O atraso da colheita de soja reduziu as exportações brasileiras neste início de ano, mas não deve prejudicar a expectativa recorde da safra de 2020/2021, diz o analista de mercado AgRural, Adriano Gomes.

Os dados parciais de fevereiro apontam que o Brasil tem embarcado, em média, 55 mil toneladas de soja por dia, enquanto essa média era de 268 mil toneladas diárias em fevereiro de 2020, diz Gomes.

Já em janeiro deste ano, o Brasil exportou, no total, 49,5 mil toneladas de soja, contra 1,397 milhão de toneladas no mesmo mês de 2020, queda de 96%, mostram dados da Secretaria de Comércio Exterior (Secex). “Ou seja, nós exportamos praticamente nada”, diz o analista.

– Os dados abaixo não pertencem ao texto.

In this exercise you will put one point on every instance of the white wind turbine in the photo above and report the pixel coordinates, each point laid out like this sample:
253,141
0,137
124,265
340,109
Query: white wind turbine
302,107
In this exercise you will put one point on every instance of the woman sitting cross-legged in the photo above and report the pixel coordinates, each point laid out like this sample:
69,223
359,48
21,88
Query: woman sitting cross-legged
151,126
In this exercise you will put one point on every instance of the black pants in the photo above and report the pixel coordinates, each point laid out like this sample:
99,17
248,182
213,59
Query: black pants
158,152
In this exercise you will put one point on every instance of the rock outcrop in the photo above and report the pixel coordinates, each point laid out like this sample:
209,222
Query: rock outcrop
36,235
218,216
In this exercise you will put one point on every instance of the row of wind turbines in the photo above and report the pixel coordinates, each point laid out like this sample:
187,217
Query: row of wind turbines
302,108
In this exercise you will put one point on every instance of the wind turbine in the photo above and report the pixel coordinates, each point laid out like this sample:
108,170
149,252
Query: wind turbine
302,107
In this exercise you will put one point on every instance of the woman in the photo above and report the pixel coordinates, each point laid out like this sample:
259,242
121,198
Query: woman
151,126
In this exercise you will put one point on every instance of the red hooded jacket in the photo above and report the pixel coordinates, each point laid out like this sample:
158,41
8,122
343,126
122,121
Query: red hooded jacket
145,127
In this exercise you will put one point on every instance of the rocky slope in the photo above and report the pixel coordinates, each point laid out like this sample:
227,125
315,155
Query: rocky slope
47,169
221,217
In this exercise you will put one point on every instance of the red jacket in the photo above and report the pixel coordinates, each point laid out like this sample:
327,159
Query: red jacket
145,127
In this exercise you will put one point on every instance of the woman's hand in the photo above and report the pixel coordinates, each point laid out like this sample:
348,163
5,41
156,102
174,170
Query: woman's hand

Com a demora da colheita, a China, que é a principal compradora do Brasil, tem importado o grão dos Estados Unidos (EUA), o que não implica, porém, em perda de mercado para o Brasil.

Se as condições climáticas se normalizarem, a tendência é de que ocorra uma concentração de colheita de diversos estados em um mesmo período – entre final de fevereiro e início de março – o que pode aumentar a demanda por transportes, gerando problemas de logística.

Seca no plantio e chuva na colheita

O atraso da colheita de soja foi provocado pela demora do plantio em função da seca em setembro e início de outubro em Mato Grosso e no Paraná, principais estados produtores e que “dão a largada” na semeadura do grão.

O volume colhido no país todo deve chegar a 133 milhões de toneladas nesta temporada, segundo projeção da Companhia Nacional de Abastecimento (Conab).

Enquanto a estiagem atrapalha o plantio, as chuvas prejudicam a colheita, já que há dificuldade para avançar com as máquinas nas lavouras.

Para os próximos dias, não há previsão grandes chuvas no Paraná, diferentemente de Mato Grosso e Matopiba (Maranhão, Tocantins, Piauí e Bahia), onde o volume de precipitações está elevado.